I'll start. I currently would like to have a couple children in the future mostly because I am estranged from my family and want to build a family on my own terms. Plus I am selfish and want to produce human beings that have half my DNA and that I can pass my beliefs down to. 

BUT....

If I don't find an adequate person with whom to reproduce I'd be okay with not having children and just having a dog and bird instead. I refuse to have children under mediocre circumstances. Either my children will have the best possible parents and born in the best possible situation, or I'd rather not have any. Being an okay parent or a failure would not fly with me. Not to say that shit doesn't just happen sometimes, but I dislike how people are so lax when it comes to reproducing. I strive for stability first, then kids.


----------



## Harley (Jul 5, 2009)

No. Never been interested. I just don't have the estrogen to fuel a desire for them.


----------



## squid (Dec 17, 2011)

Nope. I like kids just fine but have just never wanted my own. I don't understand the appeal. I think it'd be nice to have a 20-something son/daughter but I don't want to raise them. I'd rather have an extra $10-20k a year, the freedom to travel, and not have to spend at least a decade of my life doing kid stuff that bores me. I'm also seriously doubtful I could ever be a good parent.

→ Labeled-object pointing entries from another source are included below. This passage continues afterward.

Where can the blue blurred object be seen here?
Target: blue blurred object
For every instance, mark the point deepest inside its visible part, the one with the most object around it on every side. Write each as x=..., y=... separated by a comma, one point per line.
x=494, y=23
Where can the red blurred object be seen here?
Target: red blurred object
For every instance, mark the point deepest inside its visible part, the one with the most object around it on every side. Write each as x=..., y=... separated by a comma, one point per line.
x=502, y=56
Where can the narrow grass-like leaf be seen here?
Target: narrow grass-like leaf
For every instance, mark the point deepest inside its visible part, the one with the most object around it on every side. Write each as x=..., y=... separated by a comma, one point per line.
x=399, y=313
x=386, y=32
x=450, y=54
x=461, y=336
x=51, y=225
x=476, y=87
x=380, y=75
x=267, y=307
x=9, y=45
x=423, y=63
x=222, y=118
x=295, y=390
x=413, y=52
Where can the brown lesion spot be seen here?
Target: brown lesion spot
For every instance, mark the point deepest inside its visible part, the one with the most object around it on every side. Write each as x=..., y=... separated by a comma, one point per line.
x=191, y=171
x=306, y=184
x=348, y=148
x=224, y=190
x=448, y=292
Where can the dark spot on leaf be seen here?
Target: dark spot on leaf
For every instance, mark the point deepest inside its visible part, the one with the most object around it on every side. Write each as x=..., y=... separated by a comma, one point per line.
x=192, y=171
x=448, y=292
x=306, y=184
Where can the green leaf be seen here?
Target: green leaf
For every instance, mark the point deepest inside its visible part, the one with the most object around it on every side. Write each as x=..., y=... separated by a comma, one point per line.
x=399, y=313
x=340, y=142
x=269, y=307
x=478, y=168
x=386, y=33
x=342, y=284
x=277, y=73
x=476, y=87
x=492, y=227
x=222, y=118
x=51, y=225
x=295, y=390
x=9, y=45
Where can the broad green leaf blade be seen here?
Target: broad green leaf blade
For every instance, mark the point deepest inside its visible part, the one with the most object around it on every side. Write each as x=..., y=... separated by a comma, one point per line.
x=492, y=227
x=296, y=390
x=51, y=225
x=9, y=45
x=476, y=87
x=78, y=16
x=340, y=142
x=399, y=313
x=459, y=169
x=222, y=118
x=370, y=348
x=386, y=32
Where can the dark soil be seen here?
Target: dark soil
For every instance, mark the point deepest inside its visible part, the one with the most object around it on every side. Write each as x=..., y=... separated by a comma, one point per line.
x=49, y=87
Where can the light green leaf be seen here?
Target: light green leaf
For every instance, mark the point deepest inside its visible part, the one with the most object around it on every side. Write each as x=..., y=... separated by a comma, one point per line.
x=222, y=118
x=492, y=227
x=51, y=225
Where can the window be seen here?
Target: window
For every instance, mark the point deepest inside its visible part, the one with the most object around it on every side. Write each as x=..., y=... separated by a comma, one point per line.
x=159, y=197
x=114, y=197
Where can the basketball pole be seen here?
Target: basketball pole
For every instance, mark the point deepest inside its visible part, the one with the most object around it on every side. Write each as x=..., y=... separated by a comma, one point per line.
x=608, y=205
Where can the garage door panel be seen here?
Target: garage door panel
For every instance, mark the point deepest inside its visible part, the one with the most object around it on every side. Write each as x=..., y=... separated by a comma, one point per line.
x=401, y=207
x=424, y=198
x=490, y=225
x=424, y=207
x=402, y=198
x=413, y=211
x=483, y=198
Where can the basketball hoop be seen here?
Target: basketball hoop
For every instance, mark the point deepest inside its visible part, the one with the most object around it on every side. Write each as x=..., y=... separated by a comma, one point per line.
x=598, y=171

The last time someone asked me to explain why I don't want kids, I said "I really like manatees. I think they're cool, I read stuff about them online and draw pictures of them, and I'll go to the zoo to see them. But I don't WANT a manatee. I'd have to buy a big tank, which would be expensive, then I'd have to go out and buy fresh fish to feed it, I'd have to clean up after it, etc. It'd just be a pain in the ass and I don't think I'd be able to make it very happy anyways. Same thing applies to kids." The people I was with found this wildly funny, but I thought it was a very apt analogy.


----------



## skycloud86 (Jul 15, 2009)

Maybe in the future, but I wouldn't be a father just to be a father. I think it would be nice to be a father to a daughter and a son.


----------



## L'Empereur (Jun 7, 2010)

Yes, at least 5.


----------



## Chipps (Jun 1, 2011)

L'Empereur said:


> Yes, at least 5.


Why so many?


----------



## Fizz (Nov 13, 2010)

Chipps said:


> Why so many?


He actually wants them for his child slave labor ring he's been running. He makes them work till their fingertips bleed and rake in all the profits for himself. Children a hard commodity come by in this day and age. You either have to make them yourself or find an orphanage.


----------



## Jennywocky (Aug 7, 2009)

Chipps said:


> Why or why not?
> If so how many?


I already have three.
The third is adopted from a foreign country.



> If I don't find an adequate person with whom to reproduce I'd be okay with not having children and just having a dog and bird instead. I refuse to have children under mediocre circumstances. Either my children will have the best possible parents and born in the best possible situation, or I'd rather not have any. Being an okay parent or a failure would not fly with me. Not to say that shit doesn't just happen sometimes, but I dislike how people are so lax when it comes to reproducing. I strive for stability first, then kids.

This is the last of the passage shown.